We generated Omni-C contact maps for both assemblies by aligning the Omni-C data against the corresponding assembly with BWA-MEM (Li 2013), identified ligation junctions, and generated Omni-C pairs using pairtools (Goloborodko et al. 2018). We generated a multiresolution Omni-C matrix with cooler (Abdennur and Mirny 2020) and balanced it with hicExplorer (Ramírez et al. 2018) and visualized the contact maps with HiGlass (Kerpedjiev et al. 2018) and the PretextSuite (https://github.com/wtsi-hpag/PretextView; https://github.com/wtsi-hpag/PretextMap; https://github.com/wtsi-hpag/PretextSnapshot) to visualize the contact maps. We checked the contact maps for major misassemblies, and manually cut the assemblies at the gaps where misassemblies were found. No further joins were made after this step. Using the PacBio HiFi reads and YAGCloser (https://github.com/merlyescalona/yagcloser), we closed some of the remaining gaps generated during scaffolding. We then checked for contamination using the BlobToolKit Framework (Challis et al. 2020). Finally, we trimmed remnants of sequence adaptors and mitochondrial contamination identified during the contamination screening performed by NCBI.

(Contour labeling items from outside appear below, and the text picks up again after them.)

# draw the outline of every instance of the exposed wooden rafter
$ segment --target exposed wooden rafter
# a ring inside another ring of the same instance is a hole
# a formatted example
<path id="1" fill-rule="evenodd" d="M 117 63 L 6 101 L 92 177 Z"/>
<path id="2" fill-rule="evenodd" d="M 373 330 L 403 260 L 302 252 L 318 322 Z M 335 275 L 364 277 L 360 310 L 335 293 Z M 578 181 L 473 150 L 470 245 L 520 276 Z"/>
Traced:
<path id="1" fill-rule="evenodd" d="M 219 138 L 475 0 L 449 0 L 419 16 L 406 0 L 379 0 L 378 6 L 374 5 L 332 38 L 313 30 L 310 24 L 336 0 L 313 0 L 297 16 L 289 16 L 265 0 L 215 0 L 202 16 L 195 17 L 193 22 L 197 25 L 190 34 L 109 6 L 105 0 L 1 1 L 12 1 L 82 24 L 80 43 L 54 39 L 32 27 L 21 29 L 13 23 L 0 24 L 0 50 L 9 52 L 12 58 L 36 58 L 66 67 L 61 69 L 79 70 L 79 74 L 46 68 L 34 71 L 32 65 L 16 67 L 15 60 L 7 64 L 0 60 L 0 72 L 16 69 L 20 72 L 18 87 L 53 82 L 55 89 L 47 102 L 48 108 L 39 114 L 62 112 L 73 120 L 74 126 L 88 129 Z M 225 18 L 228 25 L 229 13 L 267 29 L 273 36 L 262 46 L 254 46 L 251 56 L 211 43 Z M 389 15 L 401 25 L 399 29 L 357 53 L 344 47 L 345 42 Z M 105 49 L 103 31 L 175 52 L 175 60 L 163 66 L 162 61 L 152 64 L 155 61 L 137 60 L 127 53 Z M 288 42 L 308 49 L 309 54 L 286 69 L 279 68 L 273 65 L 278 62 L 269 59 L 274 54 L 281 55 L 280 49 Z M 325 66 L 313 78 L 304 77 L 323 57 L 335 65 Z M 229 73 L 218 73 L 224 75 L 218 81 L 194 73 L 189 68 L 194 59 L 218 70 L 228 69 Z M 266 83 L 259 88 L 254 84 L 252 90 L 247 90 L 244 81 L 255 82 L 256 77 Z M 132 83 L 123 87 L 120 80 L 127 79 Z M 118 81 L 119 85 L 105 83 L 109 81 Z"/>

Mitochondrial genome assembly
We assembled the mitochondrial genome of C. bottae from the PacBio HiFi reads using the reference-guided pipeline MitoHiFi [Version 2] (https://github.com/marcelauliano/MitoHiFi; Allio et al. 2020). The mitochondrial sequence of Eryx tataricus (NCBI:MN646174.1) was used as the starting reference sequence. After completion of the nuclear genome, we searched for matches of the resulting mitochondrial assembly sequence in the nuclear genome assembly using BLAST+ (Camacho et al. 2009) and filtered out contigs and scaffolds from the nuclear genome with a percentage of sequence identity >99% and size smaller than the mitochondrial assembly sequence.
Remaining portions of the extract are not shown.